PFOA, rischi per la salute
Tornando ai rischi del PFOA per la salute, questi sono stati provati da una serie di studi condotti in merito. Ad iniziare da quello effettuato dall’EPA, l’Agenzia per la protezione ambientale statunitense, che ha suggerito un possibile legame causale tra PFOA, PFOS e cancro. O quello dell’American Conference of Governmental Industrial Hygienists (ACGIH) che, nel 2021, ha reso note le prove disponili a sostegno di tale correlazione.

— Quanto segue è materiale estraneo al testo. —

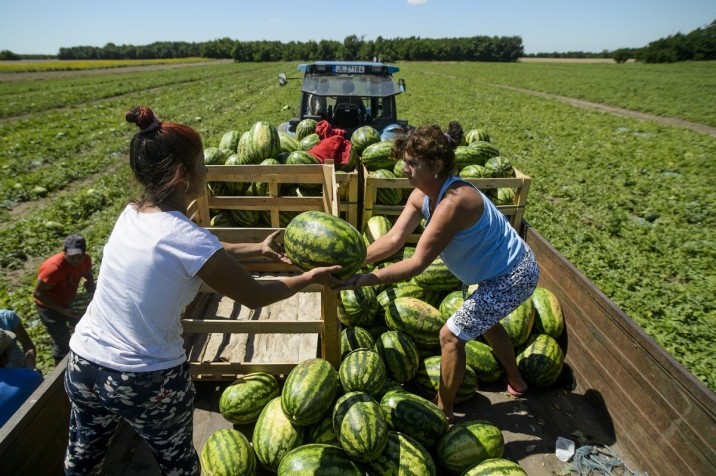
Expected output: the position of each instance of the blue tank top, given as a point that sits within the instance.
(487, 249)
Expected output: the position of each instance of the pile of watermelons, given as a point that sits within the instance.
(263, 144)
(374, 414)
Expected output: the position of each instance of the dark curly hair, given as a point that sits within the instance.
(161, 154)
(431, 143)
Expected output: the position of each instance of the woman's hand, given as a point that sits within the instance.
(271, 249)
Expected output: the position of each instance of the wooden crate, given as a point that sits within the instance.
(277, 337)
(514, 212)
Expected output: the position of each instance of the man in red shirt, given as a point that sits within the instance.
(57, 282)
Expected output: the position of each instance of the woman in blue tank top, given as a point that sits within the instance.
(475, 241)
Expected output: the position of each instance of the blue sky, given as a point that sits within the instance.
(43, 26)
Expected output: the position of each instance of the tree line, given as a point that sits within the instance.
(697, 45)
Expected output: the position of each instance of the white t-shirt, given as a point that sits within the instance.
(146, 279)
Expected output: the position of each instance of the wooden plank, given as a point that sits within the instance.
(664, 418)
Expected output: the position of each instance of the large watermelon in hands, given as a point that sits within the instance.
(314, 239)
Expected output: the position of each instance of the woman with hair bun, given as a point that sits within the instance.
(475, 241)
(127, 360)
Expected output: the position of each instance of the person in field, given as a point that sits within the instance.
(127, 360)
(58, 280)
(475, 241)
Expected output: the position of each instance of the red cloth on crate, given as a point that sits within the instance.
(333, 146)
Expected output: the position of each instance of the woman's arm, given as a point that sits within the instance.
(226, 276)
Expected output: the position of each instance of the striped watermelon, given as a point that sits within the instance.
(318, 459)
(305, 128)
(375, 227)
(548, 313)
(363, 137)
(228, 452)
(360, 426)
(427, 380)
(495, 467)
(357, 307)
(519, 322)
(230, 140)
(322, 432)
(353, 338)
(469, 443)
(481, 359)
(383, 195)
(476, 134)
(415, 416)
(242, 401)
(421, 321)
(309, 391)
(301, 157)
(499, 167)
(377, 156)
(316, 238)
(437, 277)
(274, 435)
(541, 360)
(263, 142)
(403, 456)
(362, 371)
(288, 142)
(400, 355)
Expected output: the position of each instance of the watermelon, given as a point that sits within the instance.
(360, 426)
(228, 452)
(499, 167)
(437, 277)
(274, 435)
(548, 313)
(421, 321)
(377, 156)
(322, 432)
(357, 307)
(466, 156)
(263, 142)
(476, 135)
(486, 150)
(427, 380)
(242, 401)
(400, 355)
(353, 338)
(309, 142)
(473, 171)
(415, 416)
(519, 322)
(386, 196)
(315, 238)
(375, 227)
(309, 391)
(230, 140)
(288, 142)
(541, 360)
(363, 137)
(481, 359)
(495, 467)
(301, 157)
(305, 128)
(402, 456)
(317, 459)
(362, 371)
(469, 443)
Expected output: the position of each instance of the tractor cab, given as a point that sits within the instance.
(349, 94)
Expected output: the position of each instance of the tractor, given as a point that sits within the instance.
(349, 94)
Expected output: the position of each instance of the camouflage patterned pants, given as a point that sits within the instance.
(158, 405)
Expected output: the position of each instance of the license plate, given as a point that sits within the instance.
(351, 69)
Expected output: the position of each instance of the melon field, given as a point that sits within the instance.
(628, 200)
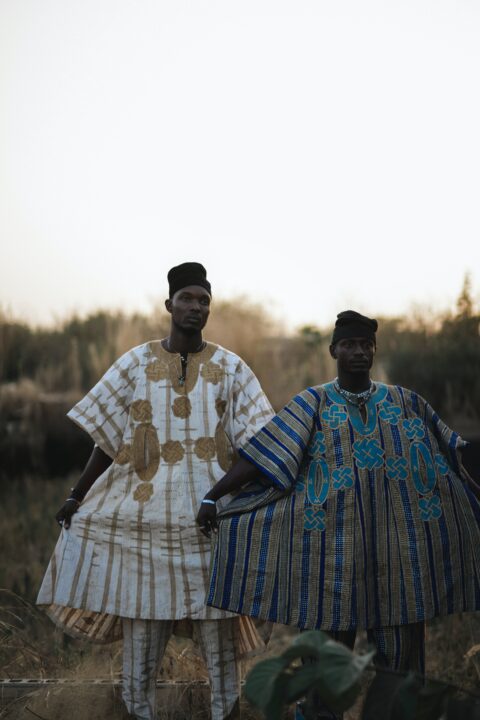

Correlazione provata negli animali esposti a dosi prolungate ed elevate che, nell’uomo, dovrebbe essere interpretata con cautela.
E’ nel 2016 che l’Agenzia internazionale per la ricerca sul cancro (IARC), ha inserito il PFOA nel già citato gruppo 2B. Dai dati oggi a disposizione, così come riporta il Ministero della Salute, si evince che “un maggiore livello ematico di PFOA e PFOS possa essere associato ad un aumento di livelli di colesterolo nel sangue, di acido urico ed ad un aumentato rischio di pressione alta”. Ad essere maggiormente colpito da tali sostanze sarebbe il fegato. Anche il Ministero conferma una possibile correlazione tra l’esposizione a PFOA e PFOS e il cancro nell’uomo. E, come sopra, invita a tenere conto delle “incertezze sulla rilevanza per l’uomo nel modo in cui tali sostanze inducano il tumore nell’animale”.